# Left Hand Drive 2003 Skylines



## 3.5SE Auto (Oct 16, 2002)

So do those of us that own the 2003 skylines (aka G35) get to play in this forum?

What be the consensus? Oh, yeah mine is on track to be around 320 whp NA with handling to match within two years.


----------



## TuxedoCartman (May 3, 2003)

<sigh> SInce this is the "Skyline" division of NissanForums.com, then I'd have to say, "Yes, you get to play here." 
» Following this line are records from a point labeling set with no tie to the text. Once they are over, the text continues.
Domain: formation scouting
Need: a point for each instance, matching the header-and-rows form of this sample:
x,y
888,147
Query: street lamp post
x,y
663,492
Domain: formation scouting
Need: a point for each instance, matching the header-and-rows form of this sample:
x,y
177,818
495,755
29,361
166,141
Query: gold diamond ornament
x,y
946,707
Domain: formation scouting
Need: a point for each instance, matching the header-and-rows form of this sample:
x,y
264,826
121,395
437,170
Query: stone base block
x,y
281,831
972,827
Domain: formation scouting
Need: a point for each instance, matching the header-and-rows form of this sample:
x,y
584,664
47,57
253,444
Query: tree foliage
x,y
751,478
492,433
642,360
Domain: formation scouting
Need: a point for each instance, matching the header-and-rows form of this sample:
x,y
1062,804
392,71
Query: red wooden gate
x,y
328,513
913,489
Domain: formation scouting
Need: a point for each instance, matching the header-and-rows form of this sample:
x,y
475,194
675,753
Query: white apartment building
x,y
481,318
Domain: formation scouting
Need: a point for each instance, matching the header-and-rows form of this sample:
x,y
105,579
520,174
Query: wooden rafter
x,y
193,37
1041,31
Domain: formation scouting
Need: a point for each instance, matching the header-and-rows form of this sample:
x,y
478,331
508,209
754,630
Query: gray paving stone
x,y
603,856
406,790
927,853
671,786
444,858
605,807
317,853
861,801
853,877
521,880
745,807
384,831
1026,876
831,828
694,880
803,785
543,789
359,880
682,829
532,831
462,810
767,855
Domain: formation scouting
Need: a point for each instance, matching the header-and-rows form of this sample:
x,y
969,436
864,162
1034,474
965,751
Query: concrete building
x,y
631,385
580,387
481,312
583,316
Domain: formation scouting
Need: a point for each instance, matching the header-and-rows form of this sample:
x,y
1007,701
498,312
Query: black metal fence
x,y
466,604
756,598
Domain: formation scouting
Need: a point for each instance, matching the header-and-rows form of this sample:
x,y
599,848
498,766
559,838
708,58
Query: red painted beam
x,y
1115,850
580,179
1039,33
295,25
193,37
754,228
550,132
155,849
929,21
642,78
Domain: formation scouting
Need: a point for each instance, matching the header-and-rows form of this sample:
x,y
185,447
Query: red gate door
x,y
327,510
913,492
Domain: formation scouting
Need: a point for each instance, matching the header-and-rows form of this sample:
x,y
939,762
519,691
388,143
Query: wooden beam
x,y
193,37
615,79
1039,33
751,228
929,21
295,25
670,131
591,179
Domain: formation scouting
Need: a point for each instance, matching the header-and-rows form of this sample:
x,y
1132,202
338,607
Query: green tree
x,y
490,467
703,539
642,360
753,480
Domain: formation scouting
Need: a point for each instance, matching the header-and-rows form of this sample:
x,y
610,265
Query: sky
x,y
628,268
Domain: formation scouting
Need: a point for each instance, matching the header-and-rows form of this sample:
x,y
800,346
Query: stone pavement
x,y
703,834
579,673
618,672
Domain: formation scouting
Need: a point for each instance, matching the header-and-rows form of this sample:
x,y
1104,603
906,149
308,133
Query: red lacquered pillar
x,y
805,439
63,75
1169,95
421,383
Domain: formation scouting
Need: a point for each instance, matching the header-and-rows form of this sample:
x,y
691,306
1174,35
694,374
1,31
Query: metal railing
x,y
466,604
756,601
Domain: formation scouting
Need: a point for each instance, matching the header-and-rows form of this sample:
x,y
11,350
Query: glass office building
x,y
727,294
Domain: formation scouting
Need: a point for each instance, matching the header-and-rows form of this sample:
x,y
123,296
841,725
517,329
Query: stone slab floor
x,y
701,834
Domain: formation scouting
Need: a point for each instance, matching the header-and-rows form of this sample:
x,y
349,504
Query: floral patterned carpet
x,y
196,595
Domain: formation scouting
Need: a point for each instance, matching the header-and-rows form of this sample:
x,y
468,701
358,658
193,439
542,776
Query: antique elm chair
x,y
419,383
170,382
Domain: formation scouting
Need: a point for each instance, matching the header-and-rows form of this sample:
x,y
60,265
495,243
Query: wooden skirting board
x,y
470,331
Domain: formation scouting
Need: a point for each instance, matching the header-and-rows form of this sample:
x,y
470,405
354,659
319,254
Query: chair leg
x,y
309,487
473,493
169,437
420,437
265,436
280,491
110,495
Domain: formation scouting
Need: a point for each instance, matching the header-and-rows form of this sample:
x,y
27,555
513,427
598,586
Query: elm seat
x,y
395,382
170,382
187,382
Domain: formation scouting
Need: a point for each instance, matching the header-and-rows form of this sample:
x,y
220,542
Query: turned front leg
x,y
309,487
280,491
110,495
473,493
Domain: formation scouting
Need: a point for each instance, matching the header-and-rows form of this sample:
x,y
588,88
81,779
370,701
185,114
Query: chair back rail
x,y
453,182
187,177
However, I strongly believe that you should post elsewhere, or they should establish this as a "GT-R" forum, so that they are seperated. It's not a hate issue; I love the new Skyline coupes for what they are. But when you're trying to get maintenace help with an R-32, or discussing the in's and out's of importing an R-34, the less junk posts the better. It's hard enough to get reliable information online for U.S. GT-R owners without having to sort out "Recommended Turbo Kit for Skyline", and "Wheel Offsets for Skyline" only to find out they're talking about the Infiniti G-35 coupe.

So please, please post elsewhere! I'm glad you own a "Skyline", and I support re-badging them wholeheartedly, but please don't contribute to the chaos that is finding info for GT-R's.


----------



## 3.5SE Auto (Oct 16, 2002)

thanks


----------



## 3.5SE Auto (Oct 16, 2002)

Can you guys help me with an alignment issue? I.E. various rear end setups for drag vs track situations? My rear suspension is nearly identical to y'all's (same as the R34 Skyline in particular).
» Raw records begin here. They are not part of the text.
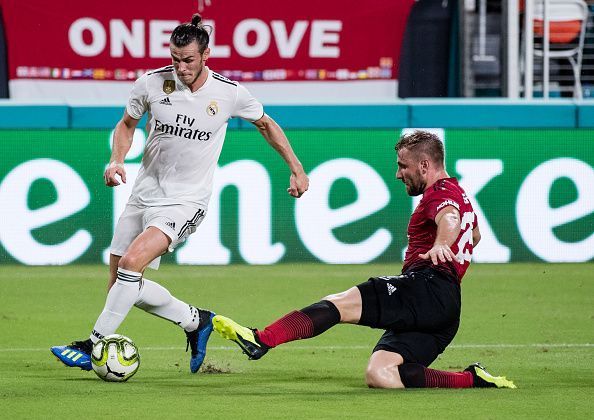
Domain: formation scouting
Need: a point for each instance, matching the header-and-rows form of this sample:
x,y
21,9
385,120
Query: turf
x,y
531,322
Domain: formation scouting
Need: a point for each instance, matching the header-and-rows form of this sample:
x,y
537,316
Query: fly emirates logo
x,y
183,127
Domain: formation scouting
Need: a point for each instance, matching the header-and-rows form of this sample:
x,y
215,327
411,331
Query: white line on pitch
x,y
294,347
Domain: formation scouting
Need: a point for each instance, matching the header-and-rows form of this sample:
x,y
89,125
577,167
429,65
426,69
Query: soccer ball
x,y
115,358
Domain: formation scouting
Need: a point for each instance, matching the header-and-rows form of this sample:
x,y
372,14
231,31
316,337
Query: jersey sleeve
x,y
441,199
138,100
246,106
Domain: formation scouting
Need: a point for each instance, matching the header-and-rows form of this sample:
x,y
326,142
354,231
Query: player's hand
x,y
439,253
110,174
298,184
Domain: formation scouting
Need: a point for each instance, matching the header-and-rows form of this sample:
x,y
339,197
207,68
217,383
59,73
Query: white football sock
x,y
157,300
120,299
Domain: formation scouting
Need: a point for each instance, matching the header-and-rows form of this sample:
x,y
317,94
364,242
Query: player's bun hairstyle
x,y
423,142
189,32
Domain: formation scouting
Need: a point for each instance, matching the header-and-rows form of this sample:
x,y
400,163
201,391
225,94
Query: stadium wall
x,y
528,168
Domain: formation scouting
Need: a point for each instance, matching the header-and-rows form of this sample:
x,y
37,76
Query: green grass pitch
x,y
533,323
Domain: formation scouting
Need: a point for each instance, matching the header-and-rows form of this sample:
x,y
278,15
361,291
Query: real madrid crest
x,y
168,86
212,109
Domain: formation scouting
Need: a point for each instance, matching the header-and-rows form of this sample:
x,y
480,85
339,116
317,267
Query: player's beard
x,y
415,185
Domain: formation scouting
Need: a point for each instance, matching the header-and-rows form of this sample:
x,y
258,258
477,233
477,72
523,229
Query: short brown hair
x,y
423,142
187,33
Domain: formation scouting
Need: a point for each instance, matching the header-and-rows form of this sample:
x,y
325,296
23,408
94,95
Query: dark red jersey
x,y
422,229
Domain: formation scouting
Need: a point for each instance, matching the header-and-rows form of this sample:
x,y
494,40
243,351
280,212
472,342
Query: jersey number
x,y
466,238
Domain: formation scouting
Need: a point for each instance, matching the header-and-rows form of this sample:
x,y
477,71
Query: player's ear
x,y
424,165
206,54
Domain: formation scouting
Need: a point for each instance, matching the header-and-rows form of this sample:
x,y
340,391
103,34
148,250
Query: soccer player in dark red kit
x,y
419,309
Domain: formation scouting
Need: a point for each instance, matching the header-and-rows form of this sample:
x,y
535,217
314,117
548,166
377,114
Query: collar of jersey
x,y
181,86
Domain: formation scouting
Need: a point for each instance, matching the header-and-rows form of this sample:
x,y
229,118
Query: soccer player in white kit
x,y
188,108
I am currently experimenting with different setups but would like to know exactly where I should be if possible.

I think we can carry on this discussion by PM if anyone wants to address it.

My first stage is to find out the capabilities of the stock adjusments then add adjustable sway bars. I have a racing alignment shop I can use to fine tune it after I get my seat of the pants feel down.


----------



## HondaHater (Aug 27, 2003)

haha a g35 is no 2003 skyline. it'll never earn the name of gojira. but we can all do something new with a new engine in the nissan family.


----------



## wwmjax (Mar 24, 2003)

wrong.... but... ill let them eat you alive tomorrow...... heh heh.... im too tired


----------



## HondaHater (Aug 27, 2003)

haha eat me alive? oh sure ill get flamed. no biggie


----------



## scourge (Feb 27, 2003)

HondaHater said:


> *haha a g35 is no 2003 skyline. it'll never earn the name of gojira. but we can all do something new with a new engine in the nissan family. *


 

Yes, its a Skyline just as much as any before it. Its just not a GTR and there is a difference. A 4-door NA R33 family car is just as much a Skyline as the Godzilla. And, speaking of the Godzilla, the R33 GTR and R34 GTR are no Godzilla either. Only the R32 GTR is known as Godzilla for all the domination it did in Australia. The new V35 Skyline isn't as gorgeous as the recent past Skylines but its quite capable of 400hp+ on the stock engine and more with a built one. It'll still be one hell of a performer...not too pretty, but still a performer.


----------



## HondaHater (Aug 27, 2003)

who's "them" wwmjax??? am i being eaten alive?


----------



## wwmjax (Mar 24, 2003)

ha ha... give it a couple days... its sunday


----------



## HondaHater (Aug 27, 2003)

haha, aight.


----------



## HondaHater (Aug 27, 2003)

one more day, it's monday here. let's see what happens tuesday. anticipation i say. haha


----------



## HondaHater (Aug 27, 2003)

ahhhhhhhhhhhhhhh, it's been a couple days, and everyone knows im right. whooooooo.


----------



## wwmjax (Mar 24, 2003)

o well... but hey... just cuz people didnt disagree doesnt mean they agreed... just somethin to think about


----------



## HondaHater (Aug 27, 2003)

the way i see, it's not a skyline. others may disagree. it all good. that's my two cents.


----------



## niky (Jul 20, 2002)

It's a Skyline... it's just not Godzilla...
whatever it is, it's still a damn nice car.


----------



## HondaHater (Aug 27, 2003)

how bout this, it's a damn ugly "skyline"


----------



## niky (Jul 20, 2002)

nothing could be (truthfully) uglier than the R34 Beast...  ...or the new GT-R prototype... which, hopefully... sees a lot more of the drawing board before it gets out.


----------



## scourge (Feb 27, 2003)

The way you see it don't mean shit. Nissan makes the car and owns the right to the name. Nissan badges the car Skyline so that it exactly what it is. Its only American kids who are trying to look cool, although they know nothing of the Skyline history outside of Sony's Playstaion games, that are trying to say this newest generation is not a real Skyline.


----------



## niky (Jul 20, 2002)

yah... like the 80's Lotus Elan was not a 'real' Lotus (but to be fair... it WASN'T) ...or the new Corollas (Levins) don't even hold a candle to the 'real' Corollas... the old Truenos and Sprinters...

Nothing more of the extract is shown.